The J. N. Harned Family, made up of the parents and six children, Rosie (Mrs. John
Hargrove), Bessie (Mrs. John W. Wilson), Elbert, Ethel, Luther and Auddie, arrived in
Bishop on Valentines Day, 1913, after a 19-day trip by wagon and buggy through
mid-winter's cold, rain and mud, from Llano.
"There were no houses available so Uncle Bob Burt doubled up and gave us a
bedroom", Mrs. Wilson, the only member of the family that still lives here, writes. "We
shared the kitchen and each family had their own dining table. We would share and
exchange food, as we had brought along our home-cured meat, dried fruit by the
flour sack full, and a big barrell of homemade sorghum syrup.

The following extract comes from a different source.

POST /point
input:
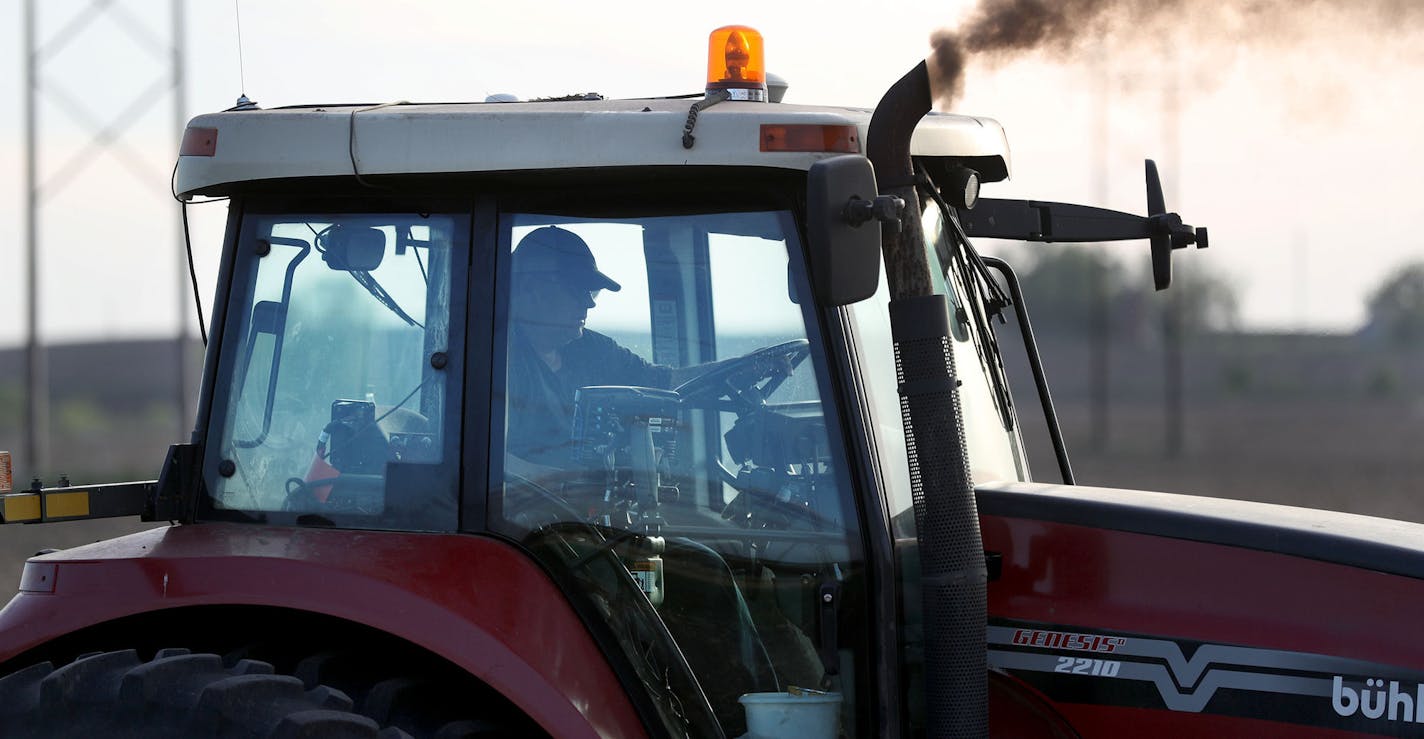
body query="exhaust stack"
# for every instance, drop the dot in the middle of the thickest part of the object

"We worked at whatever any of us could find to do, until we got a place to farm the
next year", Mrs. Wilson continued. "We moved to the Bartlett place in the Fall of
1914. We always had a garden, chickens and cows. We helped our neighbors harvest their crops after ours was in,
and each one of the children made their own money to buy school clothes and supplies.
"I missed out on school that first year, but started the first day classes were held in the new three-story brick building",
Mrs. Wilson tells. "One great thrill was getting to ride in Mr. E. L. Sanders' car when he was taking his children to
school. By the time we all got in, or on, the car was completely covered, but it surely did travel fast compared to our
wagon or buggy.
"We really thought we had found something wonderful in the new Baptist Church, where there was preaching every
Sunday, instead of just once a month, as we had had in Llano County. I don't know where else we could have lived so
long and done better than we have here in Bishop, with all the wonderful people we know here", she concluded.
Rosie Harned, aided by Bessie, wrote a day-to-day account of that "trip to the coast", and here are a few extracts
from their journal:
"We started Monday, January 27, 1913, got as far as Ira Bailies, at dinner, went on to Llano, traded a little, lost one of
the dogs, and when we started out of town Old Bill (the horse) set back and broke the reins, and I had to get out and
walk about a quarter of a mile to catch up with the wagon. After all that was over we didn't go but about four miles
from town, camped at the Oatman Creek school house, stretched the tent, cooked and ate supper, and when we got
ready for bed I got cold, my teeth got to popping together, it scared Mamma and she didn't sleep much, and two of the
children like to have fallen in the fire. I think that's doing fine for the first day.
"We saw more Saturday than any day", the journal continues, "we got into San Antonio about two o'clock and were
over three hours getting through town. When we got on one of the main streets all we could see were automobiles,
street cars and policemen. Some of the buildings were eight and ten stories high and fixed up prettier than any I had
ever seen. It was a beautiful place, but I was glad when we got through it. It was misting rain and we like to have got
lost".
They passed through little towns where crockery and bricks were made, through Floresville with the courthouse with
the statue of a woman on it, through Karnes City, where they camped near railroad tracks and long, long trains
passed, deer ran across the fields and "little sweet williams were blooming just like spring", and came to Beeville, "the
prettiest town we have seen except San Antonio", and saw their first orange orchards.
Then it started raining, and soon they struck "pure old black mud". They were held up several days in St. Paul, and
after the first night when the children slept in the wagon and the parents sat up all night in the buggy, they were able
to get a vacant house to use until the rain stopped.
Two uncles came to help them, and "we were getting along fine until the mud began to stick on our wagon wheels,
and it kept two men busy pushing mud off the wheels", the journal tells. They reached the Nueces River. "It is a deep
but not very wide river, and we had to cross on a ferry boat, and it sure looked scary", the young journalist says. "We
hadn't traveled far that afternoon when we saw a big cabbage patch, about 3 acres...from there on all the rest of the
evening we could see cabbage growing, the prettiest I'd ever seen, also saw about 10 acres of English peas in one
patch and patches of onions", the little farm girl noted.
The last camp before reaching Bishop was made about a mile from Robstown. "After we went to bed we heard a
terrible crash. A train had wrecked about 200 yards from our camp. Men worked all night trying to clear the tracks, and
with all the excitement, no one slept much".
Next morning they were up early and soon on the move. "We had hit the flat country, nothing but running mesquite
and cactus, passed through Driscoll, just a depot and a few buildings, our last town, before coming in sight of the little
white houses and tall water tower of Bishop just at sundown on the 14th day of February, 1913. All tired and weary,
but glad we had had such a nice trip", the journal closes.